The next question that arises, then, is: Are there infinitely many cyclic numbers?
This, remarkably, is an unsolved problem.

It turns out that every cyclic number in base \(10\) is given by the repeating pattern in the decimal expansion of \(1/p\) for a prime \(p\) such that \(10\) is a primitive root modulo \(p\) (i.e., the first \(p−1\) powers of ten—\(10^0, 10^1, \dots,10^{p−2}\)—have distinct remainders when divided by \(p\)). For example, that \(142,857\) is a cyclic number is related to the fact that \(1,10,10^2,10^3,10^4\), and \(10^5\) all yield distinct remainders when divided by \(7\),namely, \(1,3,2,6,4\), and \(5\),respectively.

Exactly nine primes smaller than \(100\) generate cyclic numbers: \(7, 17, 19, 23, 29,47, 59. 61, 97\).

Other surprising properties

  1. When a cyclic number is multiplied by its generating prime, the product is always a row of \(9\)’s. For instance, \(142,857\) times \(7\) is \(999,999\). This provides another way to search for cyclics: divide a prime, \(p\), into a row of \(9\)’s until there is no remainder. If the quotient has \(p - 1\) digits, it is a cyclic number.

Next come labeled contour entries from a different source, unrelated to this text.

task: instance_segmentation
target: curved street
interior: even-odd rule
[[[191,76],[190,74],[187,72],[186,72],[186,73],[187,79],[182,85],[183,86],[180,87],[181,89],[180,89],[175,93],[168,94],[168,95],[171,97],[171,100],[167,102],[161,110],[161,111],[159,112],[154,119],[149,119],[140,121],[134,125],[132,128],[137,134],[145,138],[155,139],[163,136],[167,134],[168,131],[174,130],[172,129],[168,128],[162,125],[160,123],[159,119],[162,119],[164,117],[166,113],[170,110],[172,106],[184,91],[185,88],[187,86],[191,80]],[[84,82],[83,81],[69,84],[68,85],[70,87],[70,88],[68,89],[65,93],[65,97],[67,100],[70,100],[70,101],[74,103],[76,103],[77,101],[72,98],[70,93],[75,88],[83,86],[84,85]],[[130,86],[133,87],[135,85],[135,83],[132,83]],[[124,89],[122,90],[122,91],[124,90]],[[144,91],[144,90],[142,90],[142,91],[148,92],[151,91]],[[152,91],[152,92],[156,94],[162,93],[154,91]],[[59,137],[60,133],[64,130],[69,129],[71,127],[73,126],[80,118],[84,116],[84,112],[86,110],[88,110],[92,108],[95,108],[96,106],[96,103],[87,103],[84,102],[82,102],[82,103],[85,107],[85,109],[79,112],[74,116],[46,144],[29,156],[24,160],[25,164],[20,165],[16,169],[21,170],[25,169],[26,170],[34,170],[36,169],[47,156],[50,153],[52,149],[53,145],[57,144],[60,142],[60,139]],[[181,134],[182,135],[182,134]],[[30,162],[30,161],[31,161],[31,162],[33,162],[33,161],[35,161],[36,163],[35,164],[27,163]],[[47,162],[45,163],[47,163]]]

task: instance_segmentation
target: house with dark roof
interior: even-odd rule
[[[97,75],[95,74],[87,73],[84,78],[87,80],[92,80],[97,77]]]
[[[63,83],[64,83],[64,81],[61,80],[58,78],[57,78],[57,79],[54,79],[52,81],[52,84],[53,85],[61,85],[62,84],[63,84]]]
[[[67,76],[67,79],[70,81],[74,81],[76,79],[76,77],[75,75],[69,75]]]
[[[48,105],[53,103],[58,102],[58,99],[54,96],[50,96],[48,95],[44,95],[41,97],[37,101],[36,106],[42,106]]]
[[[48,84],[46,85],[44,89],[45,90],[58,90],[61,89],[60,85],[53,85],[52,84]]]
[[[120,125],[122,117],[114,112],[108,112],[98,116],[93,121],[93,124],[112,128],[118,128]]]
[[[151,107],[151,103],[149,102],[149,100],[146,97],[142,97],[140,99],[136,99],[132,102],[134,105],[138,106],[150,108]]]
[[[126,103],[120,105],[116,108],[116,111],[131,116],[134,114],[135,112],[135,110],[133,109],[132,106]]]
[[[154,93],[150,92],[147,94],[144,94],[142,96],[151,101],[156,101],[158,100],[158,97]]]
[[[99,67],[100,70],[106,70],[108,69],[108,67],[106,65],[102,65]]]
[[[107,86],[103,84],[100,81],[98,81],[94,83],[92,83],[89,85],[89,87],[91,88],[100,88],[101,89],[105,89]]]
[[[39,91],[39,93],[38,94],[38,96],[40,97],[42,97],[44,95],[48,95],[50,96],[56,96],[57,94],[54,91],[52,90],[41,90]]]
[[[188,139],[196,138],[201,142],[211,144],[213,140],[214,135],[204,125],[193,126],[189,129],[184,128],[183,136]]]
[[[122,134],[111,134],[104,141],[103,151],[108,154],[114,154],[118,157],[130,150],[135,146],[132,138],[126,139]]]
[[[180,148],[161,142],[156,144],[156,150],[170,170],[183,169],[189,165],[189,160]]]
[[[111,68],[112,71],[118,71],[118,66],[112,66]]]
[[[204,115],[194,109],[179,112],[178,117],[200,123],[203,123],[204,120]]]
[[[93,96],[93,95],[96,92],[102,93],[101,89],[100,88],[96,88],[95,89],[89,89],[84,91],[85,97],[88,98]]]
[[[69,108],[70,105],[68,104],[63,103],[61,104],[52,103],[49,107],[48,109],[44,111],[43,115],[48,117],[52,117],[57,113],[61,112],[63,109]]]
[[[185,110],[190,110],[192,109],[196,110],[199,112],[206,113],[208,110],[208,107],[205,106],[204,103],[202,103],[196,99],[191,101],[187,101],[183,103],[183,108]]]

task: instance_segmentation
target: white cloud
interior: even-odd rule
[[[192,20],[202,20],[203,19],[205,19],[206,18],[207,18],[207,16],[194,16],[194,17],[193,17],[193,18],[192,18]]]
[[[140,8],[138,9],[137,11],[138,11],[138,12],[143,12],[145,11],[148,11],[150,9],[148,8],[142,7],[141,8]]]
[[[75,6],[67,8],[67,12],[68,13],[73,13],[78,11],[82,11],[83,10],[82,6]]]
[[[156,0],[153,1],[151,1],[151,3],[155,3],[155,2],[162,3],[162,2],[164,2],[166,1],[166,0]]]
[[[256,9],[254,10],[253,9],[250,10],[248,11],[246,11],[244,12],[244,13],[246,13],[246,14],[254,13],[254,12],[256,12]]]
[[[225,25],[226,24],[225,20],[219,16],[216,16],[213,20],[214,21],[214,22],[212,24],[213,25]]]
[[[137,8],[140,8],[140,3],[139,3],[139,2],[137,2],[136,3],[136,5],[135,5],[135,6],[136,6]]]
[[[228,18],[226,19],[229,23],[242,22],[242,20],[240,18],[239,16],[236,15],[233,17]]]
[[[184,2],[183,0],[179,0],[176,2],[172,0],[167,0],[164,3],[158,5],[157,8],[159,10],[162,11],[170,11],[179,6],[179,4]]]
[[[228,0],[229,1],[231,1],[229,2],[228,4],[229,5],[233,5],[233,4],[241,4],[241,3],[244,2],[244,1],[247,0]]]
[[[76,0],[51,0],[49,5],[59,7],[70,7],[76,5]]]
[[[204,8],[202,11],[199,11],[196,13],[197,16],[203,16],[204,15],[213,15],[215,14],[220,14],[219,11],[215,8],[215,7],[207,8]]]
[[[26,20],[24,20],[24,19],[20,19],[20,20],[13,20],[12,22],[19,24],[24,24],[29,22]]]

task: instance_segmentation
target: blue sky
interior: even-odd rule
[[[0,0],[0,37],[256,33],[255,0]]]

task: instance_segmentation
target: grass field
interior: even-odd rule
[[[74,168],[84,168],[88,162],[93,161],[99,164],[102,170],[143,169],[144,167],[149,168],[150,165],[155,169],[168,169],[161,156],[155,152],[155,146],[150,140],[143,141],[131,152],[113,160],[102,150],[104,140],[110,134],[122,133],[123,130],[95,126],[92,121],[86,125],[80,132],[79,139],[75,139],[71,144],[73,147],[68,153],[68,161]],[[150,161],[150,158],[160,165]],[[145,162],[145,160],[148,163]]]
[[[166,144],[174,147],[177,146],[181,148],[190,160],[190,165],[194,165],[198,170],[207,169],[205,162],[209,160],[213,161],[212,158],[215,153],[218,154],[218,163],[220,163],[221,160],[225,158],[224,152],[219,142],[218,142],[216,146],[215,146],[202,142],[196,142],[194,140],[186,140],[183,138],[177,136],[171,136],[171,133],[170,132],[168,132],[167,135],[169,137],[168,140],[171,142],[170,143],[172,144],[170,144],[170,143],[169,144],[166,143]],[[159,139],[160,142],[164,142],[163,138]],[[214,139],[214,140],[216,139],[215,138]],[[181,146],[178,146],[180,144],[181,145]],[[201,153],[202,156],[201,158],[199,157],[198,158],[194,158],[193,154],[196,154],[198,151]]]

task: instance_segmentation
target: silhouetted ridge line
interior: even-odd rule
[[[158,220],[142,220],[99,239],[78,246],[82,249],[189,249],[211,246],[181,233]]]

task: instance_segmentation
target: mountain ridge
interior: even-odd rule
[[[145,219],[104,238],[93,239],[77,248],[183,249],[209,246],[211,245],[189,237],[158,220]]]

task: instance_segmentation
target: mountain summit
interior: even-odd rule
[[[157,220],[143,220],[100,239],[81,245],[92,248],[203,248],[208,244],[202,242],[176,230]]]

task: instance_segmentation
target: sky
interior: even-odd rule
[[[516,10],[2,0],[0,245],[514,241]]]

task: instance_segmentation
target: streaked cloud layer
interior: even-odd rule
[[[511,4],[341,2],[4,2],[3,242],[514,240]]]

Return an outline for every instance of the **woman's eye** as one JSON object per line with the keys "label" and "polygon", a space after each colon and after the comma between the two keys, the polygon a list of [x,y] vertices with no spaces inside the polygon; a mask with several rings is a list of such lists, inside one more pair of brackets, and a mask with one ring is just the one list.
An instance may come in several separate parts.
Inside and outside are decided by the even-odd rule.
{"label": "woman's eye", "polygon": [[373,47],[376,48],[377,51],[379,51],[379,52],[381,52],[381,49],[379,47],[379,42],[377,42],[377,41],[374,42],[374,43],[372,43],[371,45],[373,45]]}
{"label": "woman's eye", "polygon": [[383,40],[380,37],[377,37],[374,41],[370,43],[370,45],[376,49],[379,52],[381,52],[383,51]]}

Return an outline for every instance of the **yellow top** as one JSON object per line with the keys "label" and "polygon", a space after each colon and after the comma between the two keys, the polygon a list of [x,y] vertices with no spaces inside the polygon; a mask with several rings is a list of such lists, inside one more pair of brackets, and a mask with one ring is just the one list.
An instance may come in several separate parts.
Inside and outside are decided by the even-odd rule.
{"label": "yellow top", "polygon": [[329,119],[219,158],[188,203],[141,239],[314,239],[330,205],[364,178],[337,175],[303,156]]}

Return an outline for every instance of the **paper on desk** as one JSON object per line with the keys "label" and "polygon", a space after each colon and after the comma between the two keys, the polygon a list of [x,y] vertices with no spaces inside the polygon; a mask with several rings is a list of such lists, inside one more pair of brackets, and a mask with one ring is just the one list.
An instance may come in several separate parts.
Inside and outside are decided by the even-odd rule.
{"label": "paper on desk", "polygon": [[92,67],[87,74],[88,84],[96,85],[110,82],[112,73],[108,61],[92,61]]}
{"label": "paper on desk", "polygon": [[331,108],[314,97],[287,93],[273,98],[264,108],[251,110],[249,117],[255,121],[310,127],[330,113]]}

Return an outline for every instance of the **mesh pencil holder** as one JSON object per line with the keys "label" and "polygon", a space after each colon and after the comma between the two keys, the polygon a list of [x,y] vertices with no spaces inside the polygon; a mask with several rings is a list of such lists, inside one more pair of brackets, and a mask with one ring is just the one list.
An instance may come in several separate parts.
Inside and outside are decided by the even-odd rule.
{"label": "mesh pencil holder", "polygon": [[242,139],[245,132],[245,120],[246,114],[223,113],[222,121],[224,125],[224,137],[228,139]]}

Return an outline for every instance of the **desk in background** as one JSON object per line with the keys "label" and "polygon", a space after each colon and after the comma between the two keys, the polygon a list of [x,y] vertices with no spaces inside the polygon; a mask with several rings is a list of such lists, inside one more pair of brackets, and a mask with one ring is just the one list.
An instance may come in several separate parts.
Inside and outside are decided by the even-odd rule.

  2. Even less expected is the fact that every cyclic (or any of its cyclic permutations), when split in half, gives two numbers that add to a row of \(9\)’s. For example, \(142 + 857 = 999\). For another example, split the cyclic generated by \(1/17\) into halves and add: \(05882352 + 94117647 = 9999999\).


Martin Gardner. Cyclic numbers. In Mathematical Circus: More Puzzles, Games, Paradoxes and Other Mathematical Entertainments from Scientific American. Vintage Books, New York, 1981.